— Подписано герцогом, — сказал хозяин. — Пью за герцога!
— Пьем за герцога, — подхватили Ламме и Уленшпигель.
А хозяин опять начал занимать их разговором:
— Чем ловят крыс, мышей и кротов? Крысоловками, мышеловками и капканами. Кто есть крот? Это есть самый главный еретик оранжевого цвета — цвета адского пламени. С нами бог! Они сейчас придут. Хе-хе! Выпьем! Налей! Душа горит! Выпьем! Трое славных реформатских проповедничков… то есть, я хотел сказать, трое славных, храбрых солдатиков, могучих, как дубы… Выпьем! Вы не хотите пройти с ними в лагерь главного еретика? У меня есть пропуски, подписанные им самим… Посмотрите, как солдатики будут действовать.

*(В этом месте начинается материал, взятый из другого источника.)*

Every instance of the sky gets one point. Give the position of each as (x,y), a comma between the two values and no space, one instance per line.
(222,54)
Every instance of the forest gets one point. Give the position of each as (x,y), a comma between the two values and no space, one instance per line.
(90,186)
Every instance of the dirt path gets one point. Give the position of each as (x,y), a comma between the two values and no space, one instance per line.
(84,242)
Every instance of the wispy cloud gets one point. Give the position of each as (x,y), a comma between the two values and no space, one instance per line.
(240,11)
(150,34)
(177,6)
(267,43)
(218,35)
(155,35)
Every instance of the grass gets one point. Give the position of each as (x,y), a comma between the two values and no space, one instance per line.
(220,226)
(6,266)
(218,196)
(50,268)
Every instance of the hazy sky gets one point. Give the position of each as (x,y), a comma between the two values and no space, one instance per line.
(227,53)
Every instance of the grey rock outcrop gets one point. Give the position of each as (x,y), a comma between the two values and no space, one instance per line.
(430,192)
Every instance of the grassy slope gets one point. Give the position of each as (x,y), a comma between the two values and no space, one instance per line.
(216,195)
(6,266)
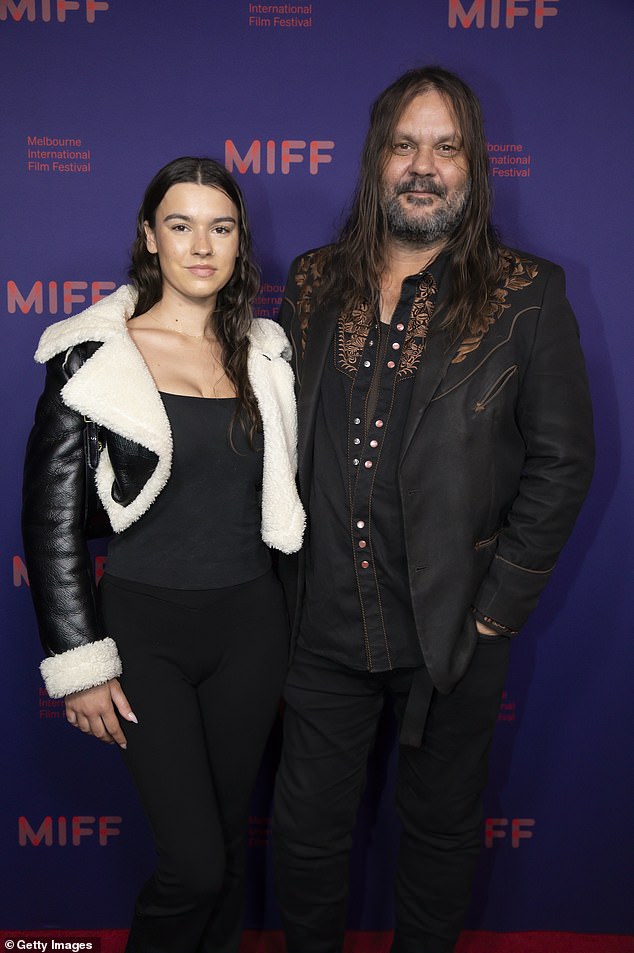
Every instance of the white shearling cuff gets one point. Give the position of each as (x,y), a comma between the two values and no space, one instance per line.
(81,668)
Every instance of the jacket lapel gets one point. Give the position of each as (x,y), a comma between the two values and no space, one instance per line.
(435,360)
(319,339)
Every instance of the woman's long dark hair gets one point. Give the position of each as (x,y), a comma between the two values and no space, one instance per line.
(231,319)
(358,258)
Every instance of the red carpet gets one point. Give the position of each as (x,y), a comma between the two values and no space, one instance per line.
(256,941)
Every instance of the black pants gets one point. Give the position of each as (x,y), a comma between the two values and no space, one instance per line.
(329,726)
(203,672)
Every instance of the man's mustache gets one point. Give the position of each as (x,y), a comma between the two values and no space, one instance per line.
(421,183)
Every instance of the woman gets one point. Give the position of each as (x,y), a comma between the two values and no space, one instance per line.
(183,404)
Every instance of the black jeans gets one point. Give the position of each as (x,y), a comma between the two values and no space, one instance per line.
(329,726)
(203,672)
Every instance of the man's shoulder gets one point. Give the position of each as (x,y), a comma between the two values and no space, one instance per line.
(310,265)
(532,267)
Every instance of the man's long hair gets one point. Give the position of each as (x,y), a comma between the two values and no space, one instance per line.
(357,259)
(231,320)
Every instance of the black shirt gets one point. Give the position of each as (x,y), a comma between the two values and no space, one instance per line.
(357,607)
(203,530)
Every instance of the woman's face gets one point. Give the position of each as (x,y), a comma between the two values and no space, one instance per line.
(196,238)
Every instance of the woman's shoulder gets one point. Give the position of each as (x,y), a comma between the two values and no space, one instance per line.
(267,336)
(102,320)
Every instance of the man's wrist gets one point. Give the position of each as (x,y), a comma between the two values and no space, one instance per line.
(492,624)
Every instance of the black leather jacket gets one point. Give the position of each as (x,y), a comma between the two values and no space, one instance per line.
(61,508)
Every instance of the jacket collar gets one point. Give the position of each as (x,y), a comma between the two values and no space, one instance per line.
(115,388)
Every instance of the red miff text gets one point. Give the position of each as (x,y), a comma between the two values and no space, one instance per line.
(72,293)
(495,828)
(62,831)
(47,10)
(507,11)
(288,152)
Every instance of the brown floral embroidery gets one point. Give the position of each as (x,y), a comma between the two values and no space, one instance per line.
(308,277)
(416,336)
(352,330)
(518,273)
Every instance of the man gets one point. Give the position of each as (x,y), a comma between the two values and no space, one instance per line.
(445,447)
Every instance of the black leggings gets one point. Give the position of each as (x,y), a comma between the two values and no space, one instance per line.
(203,671)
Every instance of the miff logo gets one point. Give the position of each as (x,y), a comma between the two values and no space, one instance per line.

— Ну что ж, сходим, — согласился Уленшпигель.
— Уж они маху не дадут! Ночью, ежели ничто не помешает… — тут хозяин присвистнул и сделал такое движение, будто хотел кому-то перерезать горло. Стальной ветер не даст больше петь нассаускому дрозду. А посему давайте выпьем!
— Веселый же ты человек, хотя и женатый! — заметил Уленшпигель.
— Я не женат и никогда не женюсь, — возразил хозяин. — Я храню государственные тайны. Выпьем? Жена выведает их у меня в постели, чтобы отправить меня на виселицу и овдоветь раньше, чем того захочет природа. Они придут вот как бог свят… Где мои новые пропуски? На моем христианском сердце. А ну, хлопнем! Они там, там, в трехстах шагах отсюда на дороге, близ Марш-ле-Дам. Вон они, видите? А ну, хлопнем!
— Хлопни, хлопни! — сказал Уленшпигель. — Я пью за короля, за герцога, за проповедников, за Стальной ветер, за тебя, за себя, за вино и за бутылку. Что же ты не пьешь?
При каждой здравице Уленшпигель наливал хозяину полный стакан, а тот пил до дна.
Испытующе посмотрев на хозяина, Уленшпигель наконец встал.
— Заснул, — сказал он. — Пойдем, Ламме!
Они вышли.
— Жены у него нет, стало быть выдать нас некому… — продолжал Уленшпигель. — Скоро стемнеет… Ты слышал, что говорил этот мерзавец? Ты понял, кто эти трое проповедников?
— Да, — сказал Ламме.
— Они идут от Марш-ле-Дам берегом Мааса, и хорошо бы нам их перехватить, пока не подул Стальной ветер.
— Да, — сказал Ламме.
— Надо спасти жизнь принца, — сказал Уленшпигель.
— Да, — сказал Ламме.
— На, возьми мою аркебузу, — сказал Уленшпигель, — спрячься вон в той расселине, в кустах, заряди аркебузу двумя пулями и, когда я прокаркаю, стреляй.
— Хорошо, — сказал Ламме и скрылся в кустах.
Уленшпигель слышал, как щелкнул курок.
— Ты видишь их? — спросил он.
— Вижу, — отвечал Ламме. — Их трое, идут в ногу, как солдаты, один выше других на целую голову.
Уленшпигель сел на обочине, вытянул ноги и, словно нищий, перебирая четки, забормотал молитву. Шляпу он положил на колени.
Когда три проповедника с ним поравнялись, он протянул им шляпу, но они ничего ему не подали.
Уленшпигель приподнялся и давай канючить:
— Не откажите, милостивцы, в грошике бедному каменолому, — намедни в яму упал и разбился. Здесь народ черствый, никто не пожалеет несчастного калеку. Подайте грошик, заставьте вечно бога за себя молить! А господь вам за это счастье пошлет, кормильцы!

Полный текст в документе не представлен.